Liturgy and Totalizing Politics September 12, 2016

In his Political Worship, Bernd Wannenwetsch observes that “Worship again and again interrupts the course of the world. Through worship the Christian community testifies that the world is not its own. And this means also that it is not kept alive by politics, as the business of politics, which knows no sabbath, would have us believe. That is why the celebration of worship is not directed simply against this or that totalitarian regime; it is directed against the totalization of political existence in general” (127).

The church’s worship negates the totalizing political inclinations of the world, but Christian worship also has a positive contribution to make to political life. Wannenwetsch writes that “the form of this interruption is itself political: the shared action that enters assentingly into the great acts of God. The power of the Church is to be found in this assent.” Demythologizing political life had its effect on “the representatives of political power,” so that the emperor himself could be “called to do penance like any normal believer for ‘crimes committed’—it was actually said—‘in the name of the state’” (130).

Remarkably, miraculously, emperors complied: “The emperor did penance before God to whom all Christians bow the knee. This was not an act of political subservience it was a penitential worship ritual. . . . in worship the emperor had no higher rank than that of a subdeacon,” in both East and West. Worship had introduced a “completely new feature,” the “potential duty of Christians to resist public authority, a duty which was bound to be awakened by worship. Christians had to refuse their assent to the Roman state cult, because it was incompatible with the political dimension of their own worship.
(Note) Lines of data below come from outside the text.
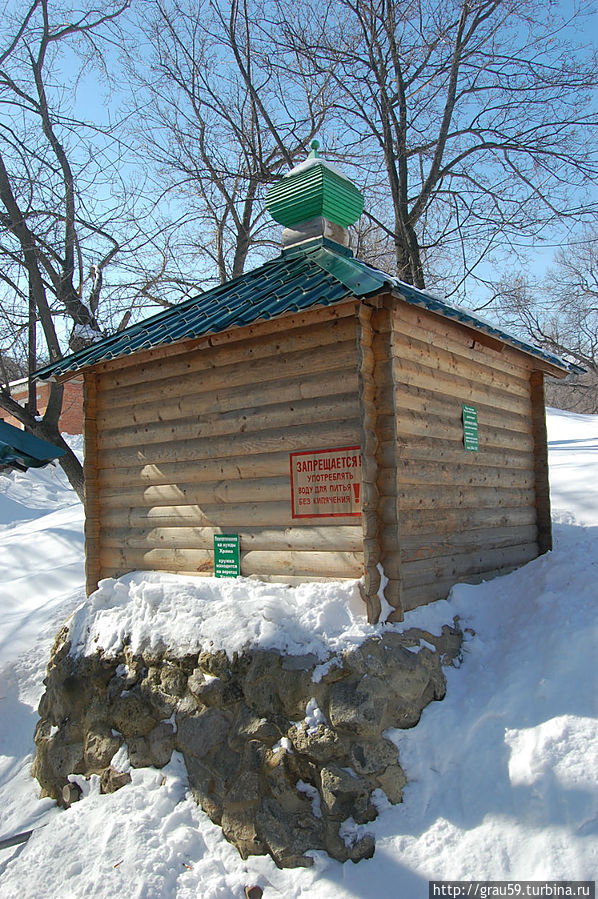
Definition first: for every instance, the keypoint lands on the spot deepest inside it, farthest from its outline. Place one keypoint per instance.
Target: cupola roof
(314, 188)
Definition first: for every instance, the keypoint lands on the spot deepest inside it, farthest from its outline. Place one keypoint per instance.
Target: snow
(503, 774)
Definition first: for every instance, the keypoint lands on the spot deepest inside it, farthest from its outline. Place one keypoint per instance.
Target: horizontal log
(291, 580)
(306, 539)
(199, 361)
(408, 425)
(428, 402)
(427, 547)
(292, 439)
(253, 562)
(412, 373)
(458, 339)
(196, 472)
(235, 374)
(464, 498)
(227, 399)
(461, 565)
(310, 318)
(247, 421)
(451, 452)
(449, 521)
(437, 360)
(422, 594)
(255, 490)
(233, 517)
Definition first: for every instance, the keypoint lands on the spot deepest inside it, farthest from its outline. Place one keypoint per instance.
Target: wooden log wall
(463, 516)
(194, 440)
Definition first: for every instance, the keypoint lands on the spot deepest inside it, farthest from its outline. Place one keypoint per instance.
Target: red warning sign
(326, 483)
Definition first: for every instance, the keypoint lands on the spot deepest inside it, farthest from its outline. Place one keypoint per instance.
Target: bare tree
(472, 117)
(220, 120)
(560, 313)
(65, 219)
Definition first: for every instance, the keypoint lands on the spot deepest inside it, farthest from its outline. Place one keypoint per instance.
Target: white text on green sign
(470, 428)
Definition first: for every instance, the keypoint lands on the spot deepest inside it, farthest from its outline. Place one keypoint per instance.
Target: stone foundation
(280, 750)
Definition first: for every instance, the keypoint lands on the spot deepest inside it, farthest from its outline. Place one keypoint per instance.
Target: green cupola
(314, 199)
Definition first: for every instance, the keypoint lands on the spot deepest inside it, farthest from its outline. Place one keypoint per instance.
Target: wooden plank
(542, 486)
(460, 340)
(437, 360)
(242, 467)
(385, 351)
(416, 424)
(305, 539)
(311, 317)
(451, 452)
(288, 579)
(292, 439)
(422, 594)
(429, 402)
(434, 545)
(464, 498)
(253, 562)
(289, 365)
(460, 565)
(515, 398)
(451, 521)
(91, 493)
(254, 490)
(234, 517)
(369, 475)
(263, 349)
(226, 399)
(461, 475)
(302, 412)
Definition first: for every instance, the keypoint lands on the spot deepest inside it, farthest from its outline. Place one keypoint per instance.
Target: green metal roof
(18, 449)
(317, 273)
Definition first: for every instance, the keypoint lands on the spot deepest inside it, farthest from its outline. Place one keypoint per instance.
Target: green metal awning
(317, 273)
(21, 450)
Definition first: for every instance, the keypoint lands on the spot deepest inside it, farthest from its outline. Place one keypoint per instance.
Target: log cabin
(339, 422)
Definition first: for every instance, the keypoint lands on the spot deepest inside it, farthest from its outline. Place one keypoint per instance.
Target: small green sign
(470, 428)
(227, 560)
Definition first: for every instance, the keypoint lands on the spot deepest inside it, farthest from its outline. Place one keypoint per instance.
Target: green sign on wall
(226, 555)
(470, 428)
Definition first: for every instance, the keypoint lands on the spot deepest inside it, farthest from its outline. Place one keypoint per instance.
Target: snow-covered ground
(503, 774)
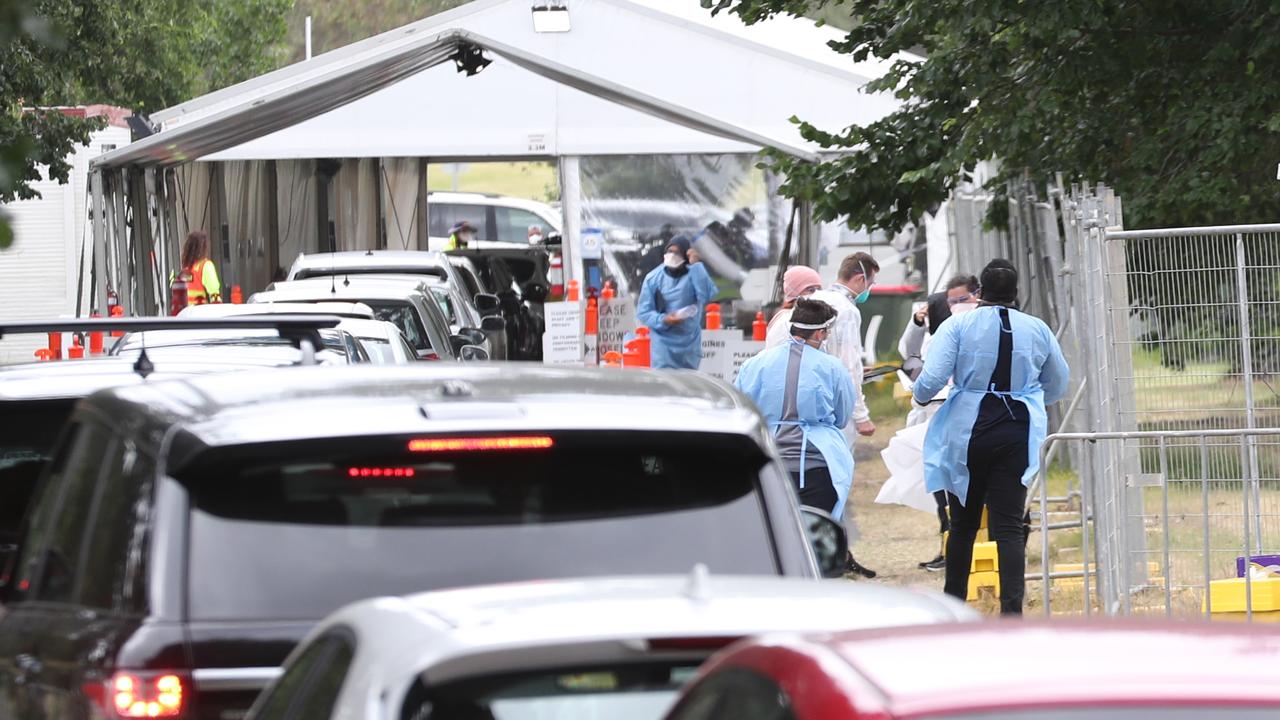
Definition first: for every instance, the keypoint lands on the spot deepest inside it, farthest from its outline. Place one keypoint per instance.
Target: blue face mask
(867, 292)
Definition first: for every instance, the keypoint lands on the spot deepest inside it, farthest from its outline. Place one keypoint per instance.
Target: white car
(383, 341)
(406, 302)
(616, 648)
(499, 220)
(380, 340)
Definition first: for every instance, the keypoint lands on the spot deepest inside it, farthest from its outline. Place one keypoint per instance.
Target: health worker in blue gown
(672, 301)
(983, 445)
(808, 397)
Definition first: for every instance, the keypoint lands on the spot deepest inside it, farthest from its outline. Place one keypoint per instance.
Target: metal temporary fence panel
(1200, 528)
(1182, 329)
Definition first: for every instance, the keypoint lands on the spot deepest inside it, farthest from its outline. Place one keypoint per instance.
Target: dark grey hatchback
(188, 533)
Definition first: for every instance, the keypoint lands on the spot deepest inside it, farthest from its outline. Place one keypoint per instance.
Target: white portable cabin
(40, 272)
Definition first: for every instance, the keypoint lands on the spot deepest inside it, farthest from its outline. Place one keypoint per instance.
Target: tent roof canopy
(316, 95)
(630, 77)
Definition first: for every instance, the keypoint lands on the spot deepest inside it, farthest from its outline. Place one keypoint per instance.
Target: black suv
(187, 534)
(37, 397)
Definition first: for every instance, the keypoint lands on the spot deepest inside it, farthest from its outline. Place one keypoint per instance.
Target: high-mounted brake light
(480, 443)
(380, 472)
(708, 643)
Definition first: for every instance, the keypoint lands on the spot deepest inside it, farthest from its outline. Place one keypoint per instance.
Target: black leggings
(818, 492)
(997, 460)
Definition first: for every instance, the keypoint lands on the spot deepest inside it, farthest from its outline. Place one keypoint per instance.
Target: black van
(188, 533)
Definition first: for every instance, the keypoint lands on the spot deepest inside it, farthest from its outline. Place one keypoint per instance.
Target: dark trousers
(941, 500)
(817, 492)
(997, 460)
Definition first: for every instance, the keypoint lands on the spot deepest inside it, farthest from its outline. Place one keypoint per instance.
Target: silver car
(571, 650)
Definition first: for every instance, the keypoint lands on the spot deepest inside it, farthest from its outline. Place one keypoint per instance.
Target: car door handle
(27, 665)
(28, 662)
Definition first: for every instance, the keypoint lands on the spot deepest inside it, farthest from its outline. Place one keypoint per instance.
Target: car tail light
(142, 695)
(380, 472)
(480, 443)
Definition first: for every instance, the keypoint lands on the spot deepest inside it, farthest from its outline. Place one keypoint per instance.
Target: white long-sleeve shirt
(846, 342)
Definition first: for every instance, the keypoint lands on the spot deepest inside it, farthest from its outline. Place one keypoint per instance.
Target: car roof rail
(302, 331)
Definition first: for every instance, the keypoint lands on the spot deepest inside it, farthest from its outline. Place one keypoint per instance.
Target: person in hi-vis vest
(197, 270)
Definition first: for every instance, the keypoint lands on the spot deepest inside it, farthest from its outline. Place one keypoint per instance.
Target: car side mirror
(535, 292)
(487, 304)
(472, 354)
(828, 541)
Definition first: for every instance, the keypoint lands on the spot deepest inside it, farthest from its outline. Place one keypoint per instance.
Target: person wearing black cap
(461, 236)
(983, 445)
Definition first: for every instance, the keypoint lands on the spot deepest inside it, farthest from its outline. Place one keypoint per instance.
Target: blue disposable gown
(964, 350)
(824, 401)
(680, 345)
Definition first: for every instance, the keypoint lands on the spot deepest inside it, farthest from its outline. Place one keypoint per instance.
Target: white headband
(812, 327)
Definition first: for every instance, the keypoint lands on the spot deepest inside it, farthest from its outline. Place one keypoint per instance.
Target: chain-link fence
(1173, 341)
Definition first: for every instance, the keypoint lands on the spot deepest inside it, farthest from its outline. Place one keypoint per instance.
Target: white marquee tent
(652, 77)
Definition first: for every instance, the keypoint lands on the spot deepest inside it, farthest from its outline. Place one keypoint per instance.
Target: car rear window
(446, 302)
(618, 691)
(296, 531)
(403, 317)
(391, 270)
(27, 434)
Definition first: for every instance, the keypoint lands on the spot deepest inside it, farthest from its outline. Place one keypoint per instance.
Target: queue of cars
(278, 510)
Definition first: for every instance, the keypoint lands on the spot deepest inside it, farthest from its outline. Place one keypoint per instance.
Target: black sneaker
(935, 565)
(853, 568)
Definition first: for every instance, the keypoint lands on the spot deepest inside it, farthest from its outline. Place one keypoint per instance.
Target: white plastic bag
(905, 461)
(686, 311)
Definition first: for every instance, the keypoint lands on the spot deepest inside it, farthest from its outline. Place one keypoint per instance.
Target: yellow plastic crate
(978, 580)
(986, 559)
(1228, 596)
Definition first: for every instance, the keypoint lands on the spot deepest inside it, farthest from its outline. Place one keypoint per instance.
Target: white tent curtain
(248, 217)
(195, 201)
(296, 209)
(355, 204)
(401, 180)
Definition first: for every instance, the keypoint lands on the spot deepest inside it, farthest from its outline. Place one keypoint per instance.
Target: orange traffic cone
(713, 320)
This would have been inconceivable for the political theory of the ancient world” (131).

Wannenwetsch sees this coming to a specific focus in attitudes toward the body:

The totalization of political life in the ancient world had expressed itself particularly as a total claim to the body of the human being. ‘The classical, pre-Christian view, then, is that the city-state should have complete control of human bodies for the purpose of labor, procreation and war’ [quoting Jean Bethke Elshtain in Modern Theology 9 (1993) 110]. This purely functional view and treatment of bodily life underlies the categorical supremacy of the political over the private sphere, and simultaneously intensifies its effect. Against this background, the view of the human body as “the temple of the Holy Spirit” . . . was bound to act politically like gunpowder. (132)

When “the claim of the state to the body of Christians collided with the claim of the spirit of Christ,” the result was martyrdom: “the political claim could be enforced only by violence—through the killing of the body.” That clash over the body revealed that the political claim to the body was “a claim ‘to the death.’” Yet that claim couldn’t ultimately win out, since “the power of the Spirit is still efficacious even in the dead, in the resurrection of those killed and—sanguis semen ecclesiae—in the building up of the Body of Christ, as a community of bodies set free” (132-3). The bodies of Christian martyrs, claimed by the Spirit in baptism and Eucharist, subverted the power of the Roman state.